Lead hazards have been found in seven schools in the district so far.
“We continue to hear from the health department that they expect this is sort of the tip of the iceberg,” she said. “There are going to be many more buildings implicated.”
A lead safety resolution that would tighten oversight over Milwaukee Public Schools was referred by the district to its Committee on Accountability, Finance and Personnel at a school board meeting on April 22.
The resolution would change the way the district handles regular lead inspections and lead remediation. It would require annual school inspections, create an online dashboard to show progress toward remediation, and develop new lead training requirements for all school staff.
Through Lead Safe Schools MKE, Payne has worked to organize its community of parents and concerned citizens.
The group has held multiple informational sessions, created templates for city residents to contact their legislative officials, and worked with newly elected Milwaukee Board of School Directors President Missy Zombor to help craft the resolution.
“Part of it is also coming together and supporting one another through a deeply stressful time,” Payne added. “Many families have had their schedules upended for going on five weeks now with the school closures.

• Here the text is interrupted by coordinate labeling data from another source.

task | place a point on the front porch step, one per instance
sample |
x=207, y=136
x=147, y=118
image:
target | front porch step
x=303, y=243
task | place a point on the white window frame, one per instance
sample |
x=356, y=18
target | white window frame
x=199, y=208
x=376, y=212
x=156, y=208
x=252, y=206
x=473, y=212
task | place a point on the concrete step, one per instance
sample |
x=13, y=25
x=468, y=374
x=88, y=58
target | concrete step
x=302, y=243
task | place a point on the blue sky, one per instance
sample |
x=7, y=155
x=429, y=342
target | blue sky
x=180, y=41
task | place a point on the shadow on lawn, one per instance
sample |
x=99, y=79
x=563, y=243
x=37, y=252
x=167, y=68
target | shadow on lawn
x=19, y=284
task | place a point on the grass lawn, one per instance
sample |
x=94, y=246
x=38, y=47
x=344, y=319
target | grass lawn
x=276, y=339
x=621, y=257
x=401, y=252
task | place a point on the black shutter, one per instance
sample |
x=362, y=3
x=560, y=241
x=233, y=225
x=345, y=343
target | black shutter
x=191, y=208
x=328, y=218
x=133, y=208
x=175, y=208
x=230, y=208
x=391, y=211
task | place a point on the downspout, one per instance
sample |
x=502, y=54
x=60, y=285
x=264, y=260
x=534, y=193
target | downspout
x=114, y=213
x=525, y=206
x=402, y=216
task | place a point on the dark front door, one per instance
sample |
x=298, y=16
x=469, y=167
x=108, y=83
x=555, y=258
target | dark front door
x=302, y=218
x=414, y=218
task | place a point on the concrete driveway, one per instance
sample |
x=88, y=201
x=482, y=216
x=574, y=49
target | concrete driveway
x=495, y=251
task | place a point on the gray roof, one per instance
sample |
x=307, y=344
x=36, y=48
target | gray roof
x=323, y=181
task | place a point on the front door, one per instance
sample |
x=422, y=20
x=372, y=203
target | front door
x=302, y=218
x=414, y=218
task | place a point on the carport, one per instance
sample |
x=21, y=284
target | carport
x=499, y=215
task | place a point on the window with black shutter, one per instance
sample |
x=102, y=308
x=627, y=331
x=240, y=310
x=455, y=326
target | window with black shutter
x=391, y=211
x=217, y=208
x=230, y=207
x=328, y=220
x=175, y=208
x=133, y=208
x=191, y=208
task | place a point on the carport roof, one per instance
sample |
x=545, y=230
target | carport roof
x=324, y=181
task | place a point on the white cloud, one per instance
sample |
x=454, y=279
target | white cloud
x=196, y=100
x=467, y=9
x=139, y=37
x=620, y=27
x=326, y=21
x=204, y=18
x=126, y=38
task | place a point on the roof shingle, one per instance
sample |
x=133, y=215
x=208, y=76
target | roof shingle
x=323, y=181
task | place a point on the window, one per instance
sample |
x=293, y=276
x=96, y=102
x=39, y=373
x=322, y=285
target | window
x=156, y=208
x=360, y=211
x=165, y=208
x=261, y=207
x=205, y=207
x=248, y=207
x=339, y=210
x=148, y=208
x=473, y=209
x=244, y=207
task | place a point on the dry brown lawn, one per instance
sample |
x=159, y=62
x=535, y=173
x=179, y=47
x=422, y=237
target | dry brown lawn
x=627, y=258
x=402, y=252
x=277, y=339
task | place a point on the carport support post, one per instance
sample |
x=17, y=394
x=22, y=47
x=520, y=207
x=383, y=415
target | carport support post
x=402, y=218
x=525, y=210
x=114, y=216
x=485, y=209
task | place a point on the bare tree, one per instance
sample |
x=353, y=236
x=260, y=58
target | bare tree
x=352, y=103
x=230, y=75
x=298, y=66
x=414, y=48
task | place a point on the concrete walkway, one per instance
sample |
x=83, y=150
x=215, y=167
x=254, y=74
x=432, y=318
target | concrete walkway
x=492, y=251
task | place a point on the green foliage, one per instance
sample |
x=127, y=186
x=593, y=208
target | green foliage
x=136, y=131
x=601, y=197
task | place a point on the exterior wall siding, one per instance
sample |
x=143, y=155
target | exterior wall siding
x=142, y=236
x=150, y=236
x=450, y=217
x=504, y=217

So it’s been really stressful for a lot of families.”
Four of the seven schools affected have been shut down while lead remediation work was completed. Three of those schools — Starms Early Childhood Education Center, Fernwood Montessori School and LaFollette School — still have yet to reopen as of April 24.
“All indicators are pointing [in] the direction that this is the right thing to do, no matter what you’re concerned about,” Payne said in an earlier interview with “Here & Now,” conducted on March 12.
Local officials are warning that the odds of identifying lead contamination in another school is very high.
“Our investigation is not concluded and if we need to close more schools and issue more orders, our department is prepared to do that,” said Milwaukee Commissioner of Health Mike Totoraitis. “Because every student here in our city deserves to have a safe learning environment.”
At least 100 of the more than 150 total buildings in the district were built before 1978, when lead-based paint was officially banned in the United States. Parents in Milwaukee have been hoping for a public health emergency declaration, but Totoraitis said that action wouldn’t solve much.
“In this case declaring an emergency wouldn’t have afforded me any different authority to say close a school or to require testing of students,” he explained in a “Here & Now” interview published on April 18. “The other really important part is that an emergency declaration doesn’t actually release any funds. So there aren’t, there isn’t like a pot of a million dollars just waiting to be tapped for this moment.”
The cost to clean up lead can be high. According to the district, it has cost $1.8 million so far to remediate the seven schools. The school district has indicated it might try to work with the Milwaukee City Attorney to sue paint manufacturers, which would help boost funding to continue this work.
Similar lawsuits have been brought before — a 2019 lawsuit in California resulted in awards of $305 million for multiple communities — but they are not usually successful. That same year, three Milwaukee men won a $6 million settlement against Sherwin-Williams, but an appeals court overturned the verdict in 2021.
As it stands, the school district will continue to pay for all of the lead remediation costs.
The lead safety resolution will be taken up by the school district committee at a regular meeting in May. If it gets passed then, the full school board would likely vote on the resolution in late May or June.
The Milwaukee Health Department is also planning to release a plan for when and how other potentially affected schools will be tested for contamination.
“As we found, schools like Maryland Avenue Montessori School have a lead hazard but have been maintained relatively well versus Fernwood, [which] was significantly worse than anyone had anticipated,” Totoraitis said. “So there’s a continuum of schools that are okay, and then there’s schools that need significant work.”
Totoraitis said a list of schools to be tested is being created based on the age of the building and students, plus recent renovations. For example, a very old school with young students and no recent renovations would be high on the list.
“There’s been irreparable harm that’s been done here, and we just don’t understand the scope of that yet,” Payne said.